A partida começou torta para os visitantes, com Cássio Scheid a ver aquele que terá sido o cartão amarelo mais rápido da Primeira Liga por uma entrada desnecessária ou no mínimo imprudente sobre Grujic com apenas 25 segundos de jogo. Má entrada? Não, o início de um verdadeiro pesadelo. Num lance com revisão de VAR onde a mão de Licá é bem visível mas onde estava em causa a intencionalidade do lance, Tiago Martins assinalou grande penalidade, Taremi inaugurou o marcador e houve mais dois jogadores a ficarem tapados com amarelo por protestos, neste caso Tomás Tavares e Jonathan Lucca (6′). Mas o pior estava ainda para vir, neste caso com muita arte de Taremi à mistura: em duas jogadas em que conseguiu receber entre linhas, virar-se sem pressão sobre o portador e olhar de frente para o jogo, o iraniano assistiu Toni Martínez para o 2-0 (14′) e fez mais um passe para golo para Luis Díaz apontar o terceiro, sempre solicitando as costas de Tomás Tavares (20′).

Beto pedia calma à equipa enquanto manifestava a sua frustração agarrando a camisola, depois de se ter virado para o repórter da SportTV antes da marcação da grande penalidade com o desabafo “O futebol português é isto”. E do banco chegavam redobrados pedidos para essa serenidade, tendo em conta também as duas “finais” que ficarão a faltar na luta pela permanência.
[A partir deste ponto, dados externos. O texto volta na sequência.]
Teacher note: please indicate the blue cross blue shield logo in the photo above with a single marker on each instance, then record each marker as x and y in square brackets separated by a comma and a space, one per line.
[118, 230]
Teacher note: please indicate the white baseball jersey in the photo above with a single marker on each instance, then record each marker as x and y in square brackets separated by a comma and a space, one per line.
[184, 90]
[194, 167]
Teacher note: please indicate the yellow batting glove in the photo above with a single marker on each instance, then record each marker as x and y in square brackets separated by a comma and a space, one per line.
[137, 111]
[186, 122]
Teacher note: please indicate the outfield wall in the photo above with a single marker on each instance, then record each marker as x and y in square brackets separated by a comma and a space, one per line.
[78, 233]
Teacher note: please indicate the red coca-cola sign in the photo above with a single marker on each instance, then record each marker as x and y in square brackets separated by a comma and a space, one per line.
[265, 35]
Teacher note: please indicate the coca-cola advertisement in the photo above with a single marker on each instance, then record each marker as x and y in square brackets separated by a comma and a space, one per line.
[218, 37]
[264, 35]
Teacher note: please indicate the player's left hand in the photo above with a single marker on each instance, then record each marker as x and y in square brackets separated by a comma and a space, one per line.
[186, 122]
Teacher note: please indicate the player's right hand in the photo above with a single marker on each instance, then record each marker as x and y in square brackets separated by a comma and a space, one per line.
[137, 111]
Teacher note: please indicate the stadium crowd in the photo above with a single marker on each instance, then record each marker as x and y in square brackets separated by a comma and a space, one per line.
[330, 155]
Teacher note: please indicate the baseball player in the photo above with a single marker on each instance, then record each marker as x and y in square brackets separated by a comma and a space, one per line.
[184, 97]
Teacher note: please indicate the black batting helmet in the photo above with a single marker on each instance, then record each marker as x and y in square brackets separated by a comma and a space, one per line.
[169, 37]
No entanto, o Farense estava mesmo mergulhado numa autêntica lei de Murphy, vendo Bilel ser expulso pela primeira vez na carreira por uma entrada duríssima sobre Wilson Manafá por trás na zona do calcanhar de Aquiles que foi revista pelo VAR (32′) e um golo anulado em período de descontos a Pedro Henrique num lance em que Mbemba se alheou por completo de uma bola nas costas, acabou por perder o controlo da jogada, viu ainda Marchesín fazer uma grande defesa mas tudo ficou sem efeito.
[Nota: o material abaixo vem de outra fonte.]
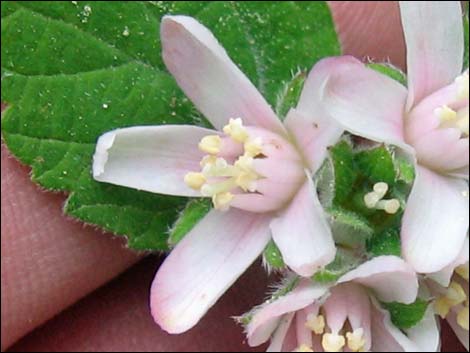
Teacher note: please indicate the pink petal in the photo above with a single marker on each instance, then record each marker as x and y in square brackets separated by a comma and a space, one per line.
[435, 45]
[279, 336]
[460, 332]
[209, 78]
[204, 265]
[391, 278]
[150, 158]
[303, 234]
[365, 102]
[259, 330]
[435, 222]
[312, 127]
[444, 276]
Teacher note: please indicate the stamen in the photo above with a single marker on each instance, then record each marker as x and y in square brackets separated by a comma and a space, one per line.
[236, 130]
[195, 180]
[462, 271]
[356, 340]
[462, 86]
[303, 348]
[332, 342]
[462, 318]
[374, 199]
[390, 206]
[222, 201]
[316, 323]
[210, 144]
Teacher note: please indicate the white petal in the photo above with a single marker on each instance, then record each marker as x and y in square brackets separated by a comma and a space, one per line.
[435, 222]
[303, 234]
[391, 278]
[303, 295]
[204, 265]
[435, 44]
[209, 78]
[150, 158]
[366, 103]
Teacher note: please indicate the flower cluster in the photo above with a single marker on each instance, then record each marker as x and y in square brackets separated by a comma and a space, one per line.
[260, 175]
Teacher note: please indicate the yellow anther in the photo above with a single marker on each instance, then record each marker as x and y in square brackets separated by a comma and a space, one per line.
[222, 200]
[462, 86]
[208, 160]
[442, 307]
[303, 348]
[210, 144]
[195, 180]
[390, 206]
[332, 342]
[462, 271]
[316, 324]
[462, 317]
[356, 340]
[445, 114]
[236, 130]
[253, 147]
[456, 294]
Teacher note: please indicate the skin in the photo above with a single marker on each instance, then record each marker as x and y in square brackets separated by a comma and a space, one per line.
[49, 262]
Ao intervalo, os próprios treinadores assumiram com as opções que tomaram que o encontro tinha chegado ao fim, naquele que foi o primeiro jogo do FC Porto na presente temporada em que os dragões conseguiram marcar três golos. Sérgio Conceição, que tinha como principal desafio para os restantes 45 minutos manter a equipa com os mesmos índices de intensidade e agressividade, tirou Mbemba (que apesar de tudo teve uma “paragem” no golo que seria depois anulado) e lançou Diogo Leite; Jorge Costa, a pensar nos próximos encontros, abdicou de jogadores com amarelo ou em risco de exclusão como Tomás Tavares, Jonathan Lucca, Ryan Gauld e Pedro Henrique e lançou Alex Pinto, Falcão, Madi Queta e Fabrício Isidoro, naquela que foi a primeira ocasião em que um treinador fez quatro substituições ao intervalo na Primeira Liga. O resto do jogo era fácil de perceber.

Com os dragões a controlarem melhor mesmo que sem imprimirem a mesma velocidade e intensidade nas saídas, um aspeto determinante para desmontar a defesa algarvia com exploração dos espaços nas costas dos médios e as desmarcações de rutura, e um Farense mais resignado a uma noite onde tudo corria mal, o jogo teve menos oportunidades mas nem por isso deixou de adensar a superioridade dos azuis e brancos: Toni Martínez apareceu em posição privilegiada na área após boa combinação ofensiva para rematar ao lado (53′), Taremi aumentou a vantagem para 4-0 num lance com tanto de simples como eficaz que começou numa interceção de Uribe e teve ainda uma grande assistência de Otávio para a diagonal do iraniano (59′), Fábio Vieira e Evanilson obrigaram Beto a defesas complicada para canto (68′ e 73′). Ainda assim, e já a fechar, João Mário aumentou para 5-0 após assistência de Marchesín numa saída rápida (84′) e Licá reduziu a um minuto dos 90′ aproveitando um falha entre Diogo Leite e o guarda-redes argentino que permitiu ao ex-dragão fazer o golo de honra.